Video forgery detection based on multilocal feature and spatiotemporal fusion

Peize Hu, Mingwen Shao, Lingzhuang Meng, Yuanjian Qiao

Published: 01 Jan 2025, Last Modified: 04 Nov 2025J. Electronic Imaging 2025EveryoneRevisionsBibTeXCC BY-SA 4.0

Abstract: Existing video forgery detection methods are able to identify manipulated faces by focusing on the entire facial region within a single frame or inconsistencies between frames. However, these methods neglect the correlation between spatial and temporal features, leading to overfitting to specific regions and poor generalization across different scenarios. To alleviate the above issues, we propose a video forgery detection scheme based on multilocal features and spatiotemporal fusion, called MLS, to capture forgery clues in both spatial and temporal domains. Specifically, on the one hand, we design a multilocal feature block (MLFB) to extract local spatial features from three nonoverlapping regions, thereby alleviating the risk of overfitting specific areas.
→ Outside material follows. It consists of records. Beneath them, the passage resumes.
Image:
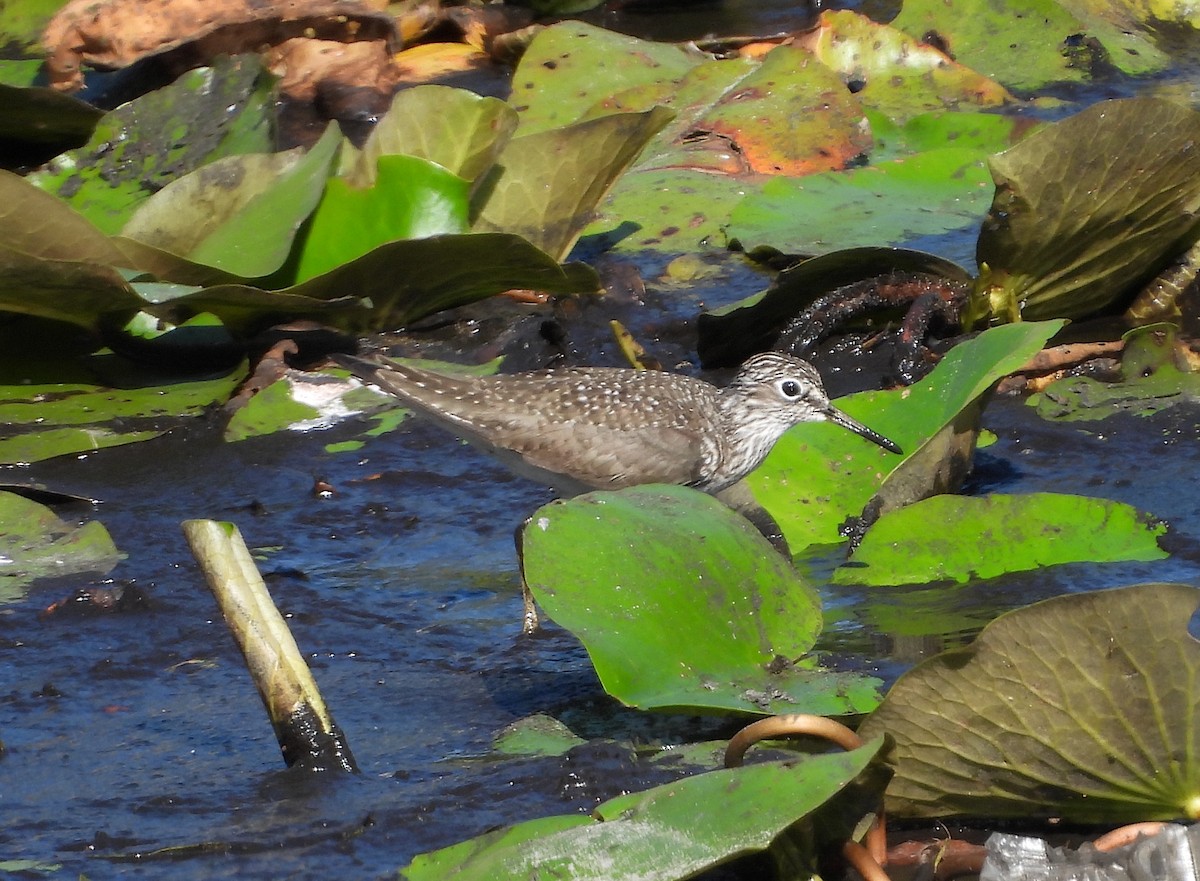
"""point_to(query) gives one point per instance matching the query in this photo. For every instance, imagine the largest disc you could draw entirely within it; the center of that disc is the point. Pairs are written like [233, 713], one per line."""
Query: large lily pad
[1151, 379]
[35, 544]
[456, 129]
[681, 603]
[1080, 707]
[41, 225]
[819, 475]
[149, 142]
[395, 285]
[781, 115]
[895, 73]
[570, 67]
[1087, 208]
[1031, 43]
[409, 198]
[665, 833]
[88, 294]
[893, 202]
[981, 538]
[550, 183]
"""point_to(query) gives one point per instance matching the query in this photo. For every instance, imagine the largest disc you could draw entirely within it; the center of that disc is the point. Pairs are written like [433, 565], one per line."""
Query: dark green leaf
[925, 195]
[1089, 207]
[454, 127]
[1080, 707]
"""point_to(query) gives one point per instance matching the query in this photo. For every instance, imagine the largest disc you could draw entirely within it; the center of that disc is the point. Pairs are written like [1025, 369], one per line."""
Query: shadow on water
[139, 731]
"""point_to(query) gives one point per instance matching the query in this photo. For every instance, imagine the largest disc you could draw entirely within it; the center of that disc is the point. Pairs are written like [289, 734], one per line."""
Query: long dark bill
[838, 418]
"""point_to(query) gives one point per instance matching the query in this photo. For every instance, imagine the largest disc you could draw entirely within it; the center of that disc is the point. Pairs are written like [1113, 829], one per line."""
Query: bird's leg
[529, 623]
[739, 498]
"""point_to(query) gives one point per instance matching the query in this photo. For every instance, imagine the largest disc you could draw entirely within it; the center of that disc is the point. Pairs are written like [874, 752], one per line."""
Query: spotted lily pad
[1031, 43]
[138, 148]
[893, 72]
[670, 832]
[239, 214]
[985, 537]
[681, 603]
[1080, 707]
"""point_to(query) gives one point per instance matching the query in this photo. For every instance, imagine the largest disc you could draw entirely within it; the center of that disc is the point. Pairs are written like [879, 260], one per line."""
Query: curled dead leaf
[112, 34]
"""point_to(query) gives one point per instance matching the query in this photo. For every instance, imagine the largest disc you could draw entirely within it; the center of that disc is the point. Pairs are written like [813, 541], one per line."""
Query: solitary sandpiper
[580, 429]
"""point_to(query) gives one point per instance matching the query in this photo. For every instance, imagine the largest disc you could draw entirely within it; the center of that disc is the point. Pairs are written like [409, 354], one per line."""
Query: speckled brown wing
[562, 427]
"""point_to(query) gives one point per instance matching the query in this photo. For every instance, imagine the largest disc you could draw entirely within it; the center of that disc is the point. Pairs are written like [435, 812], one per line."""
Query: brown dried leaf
[113, 34]
[310, 66]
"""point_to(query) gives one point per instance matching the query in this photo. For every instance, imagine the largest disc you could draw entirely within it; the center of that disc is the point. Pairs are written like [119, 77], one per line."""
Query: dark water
[131, 732]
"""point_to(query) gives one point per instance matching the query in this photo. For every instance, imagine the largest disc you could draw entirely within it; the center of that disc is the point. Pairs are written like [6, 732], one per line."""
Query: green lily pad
[455, 129]
[1151, 381]
[411, 198]
[87, 294]
[35, 544]
[1087, 208]
[67, 403]
[538, 735]
[394, 285]
[569, 67]
[893, 202]
[780, 115]
[895, 73]
[1031, 43]
[240, 213]
[149, 142]
[982, 538]
[681, 603]
[22, 22]
[819, 474]
[1080, 707]
[661, 834]
[39, 445]
[41, 225]
[550, 183]
[675, 210]
[965, 130]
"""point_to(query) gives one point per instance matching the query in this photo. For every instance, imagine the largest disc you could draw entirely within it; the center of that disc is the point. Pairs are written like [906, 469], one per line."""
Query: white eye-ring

In addition, by minimizing the mutual information between features extracted from different local regions, the model learns independent forgery clues, thereby enhancing its generalization ability. On the other hand, we propose a spatial-temporal feature block (SPFB) to extract temporal features between video frames to supplement space forgery clues. By integrating multilocal and spatial-temporal features, our MLS can be more adaptable and robust in complex scenarios. Numerous experimental results have proven that our MLS outperforms state-of-the-art deep fake video detection methods in terms of detection accuracy and robustness both in-dataset and across-dataset in various deepfake videos.